Russia’s Micex Enters Bear Market as ADR Volumes Surge

The Micex Index entered a bear market while trading volume on the Market Vectors Russia exchange-traded fund jumped as Western nations pressed Russia against moving to annex Ukraine’s Crimea.

The Micex index fell 0.9 percent to 1,237.43 in Moscow yesterday, 21 percent below its January 2013 high, for a 7.6 percent weekly slide, the largest since May 2012. The Market Vectors, the biggest U.S. ETF that holds Russian shares, tumbled 5.5 percent on the week amid volumes three times the 90-day average. The Bloomberg Russia-US Equity Index of the most-traded Russian companies in the U.S. sank 5 percent to a 2010 low, with trading volumes twice the average over the past 12 months.

The U.S. and the European Union are threatening sanctions against Russia if it doesn’t back down from annexing Crimea. President Vladimir Putin “is not prepared to make any decision regarding Ukraine until after the referendum on Sunday” on joining Russia, U.S. Secretary of State John Kerry told a news conference after meeting Russian Foreign Minister Sergei Lavrov.

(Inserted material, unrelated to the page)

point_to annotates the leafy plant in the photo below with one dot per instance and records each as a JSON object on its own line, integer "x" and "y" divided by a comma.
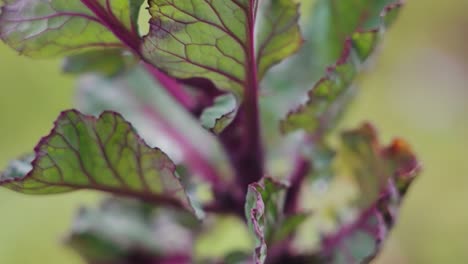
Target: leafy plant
{"x": 210, "y": 130}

“Investors are scared of potential sanctions that may follow the Sunday vote,” Dmitry Mikhailov, who helps oversee about $3 billion as a money manager at Alfa Capital Partners Ltd. in Moscow, said by phone today. “People are selling Russian shares as a preventative measure in case sanctions are imposed.”

Power utility OAO Inter RAO UES tumbled 21 percent on the week to 0.68 kopeks, while OAO Mechel, the nation’s biggest coking coal producer, slumped 12 percent to 37.10 rubles.

Cheapest Valuations

Analysts on average expect the Russian central bank to keep its main lending rates unchanged after a surprise hike on March 3. The ruble weakened 0.1 percent to 43.0394 against Bank Rossii’s target basket of dollars and euros.

Russian equities have the cheapest valuations among 21 developing countries monitored by Bloomberg, with shares on the Micex trading at 4.3 times projected 12-month earnings, compared with a multiple of 10 for the MSCI Emerging Markets Index.

The ruble was little changed against the dollar to 36.5970 and fell 0.4 percent against the euro to 50.9525. The local currency has slumped 10.3 percent against the dollar this year, the worst-performer after Argentina’s peso among 24 emerging-market currencies tracked by Bloomberg.

Bank Rossii, which unexpectedly raised its benchmark interest rate by 150 basis points on March 3 to 7 percent, is shifting the ruble corridor by 5 kopeks after spending $1.5 billion. The corridor must have already been shifted once today, Dmitry Dorofeev, a money manager at BCS Financial Group in Moscow, said by phone.